Journal: Sensors (Basel, Switzerland)
Published:
Abstract

Adversarial attacks on large-scale vision-language foundation models, such as the contrastive language-image pretraining (CLIP) model, can significantly degrade performance across various tasks by generating adversarial examples that are indistinguishable from the original images to human perception. Although adversarial training methods, which train models with adversarial examples, have been proposed to defend against such attacks, they typically require prior knowledge of the attack. These methods also lead to a trade-off between robustness to adversarial examples and accuracy for clean images. To address these challenges, we propose an adversarial defense method based on human brain activity data by hypothesizing that such adversarial examples are not misrecognized by humans. The proposed method employs an encoder that integrates the features of brain activity and augmented images from the original images. Then, by maximizing the similarity between features predicted by the encoder and the original visual features, we obtain features with the visual invariance of the human brain and the diversity of data augmentation.

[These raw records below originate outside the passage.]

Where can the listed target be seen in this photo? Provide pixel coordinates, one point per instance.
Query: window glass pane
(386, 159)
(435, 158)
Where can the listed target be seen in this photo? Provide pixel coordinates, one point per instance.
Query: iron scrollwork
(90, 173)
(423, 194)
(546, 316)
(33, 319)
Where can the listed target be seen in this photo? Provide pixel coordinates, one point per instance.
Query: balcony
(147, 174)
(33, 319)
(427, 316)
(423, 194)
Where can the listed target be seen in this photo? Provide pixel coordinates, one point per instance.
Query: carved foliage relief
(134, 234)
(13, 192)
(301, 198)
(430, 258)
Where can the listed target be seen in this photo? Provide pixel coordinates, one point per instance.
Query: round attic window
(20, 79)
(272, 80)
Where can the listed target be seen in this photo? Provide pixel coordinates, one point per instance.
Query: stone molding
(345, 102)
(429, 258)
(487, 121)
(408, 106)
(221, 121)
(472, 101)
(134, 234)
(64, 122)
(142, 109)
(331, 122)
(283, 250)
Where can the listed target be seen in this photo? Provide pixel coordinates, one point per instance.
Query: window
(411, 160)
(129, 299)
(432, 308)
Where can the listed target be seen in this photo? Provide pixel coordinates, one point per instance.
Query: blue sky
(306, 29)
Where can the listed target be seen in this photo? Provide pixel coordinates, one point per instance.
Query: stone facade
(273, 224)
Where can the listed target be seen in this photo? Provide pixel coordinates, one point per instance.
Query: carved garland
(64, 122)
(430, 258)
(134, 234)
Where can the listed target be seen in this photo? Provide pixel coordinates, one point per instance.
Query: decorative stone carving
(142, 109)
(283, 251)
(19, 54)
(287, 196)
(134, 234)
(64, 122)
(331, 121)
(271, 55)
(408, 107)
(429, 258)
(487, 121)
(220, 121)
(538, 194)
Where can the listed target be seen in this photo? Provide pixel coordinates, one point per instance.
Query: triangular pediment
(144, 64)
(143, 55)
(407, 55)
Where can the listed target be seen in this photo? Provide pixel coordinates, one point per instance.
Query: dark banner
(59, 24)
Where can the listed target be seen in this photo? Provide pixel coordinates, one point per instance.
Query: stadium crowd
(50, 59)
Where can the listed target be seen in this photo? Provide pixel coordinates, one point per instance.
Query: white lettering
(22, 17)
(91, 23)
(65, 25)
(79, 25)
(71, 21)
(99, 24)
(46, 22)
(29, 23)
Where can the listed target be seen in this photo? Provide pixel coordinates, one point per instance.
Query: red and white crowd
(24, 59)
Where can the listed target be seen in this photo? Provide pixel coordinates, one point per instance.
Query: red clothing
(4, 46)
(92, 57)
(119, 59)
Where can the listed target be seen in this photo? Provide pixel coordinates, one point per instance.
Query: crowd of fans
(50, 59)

Consequently, we construct a model that is robust against adversarial attacks and maintains accuracy for clean images. Unlike existing methods, the proposed method is not trained on any specific adversarial attack information; thus, it is robust against unknown attacks. Extensive experiments demonstrate that the proposed method significantly enhances robustness to adversarial attacks on the CLIP model without degrading accuracy for clean images. The primary contribution of this study is that the performance trade-off can be overcome using brain activity data.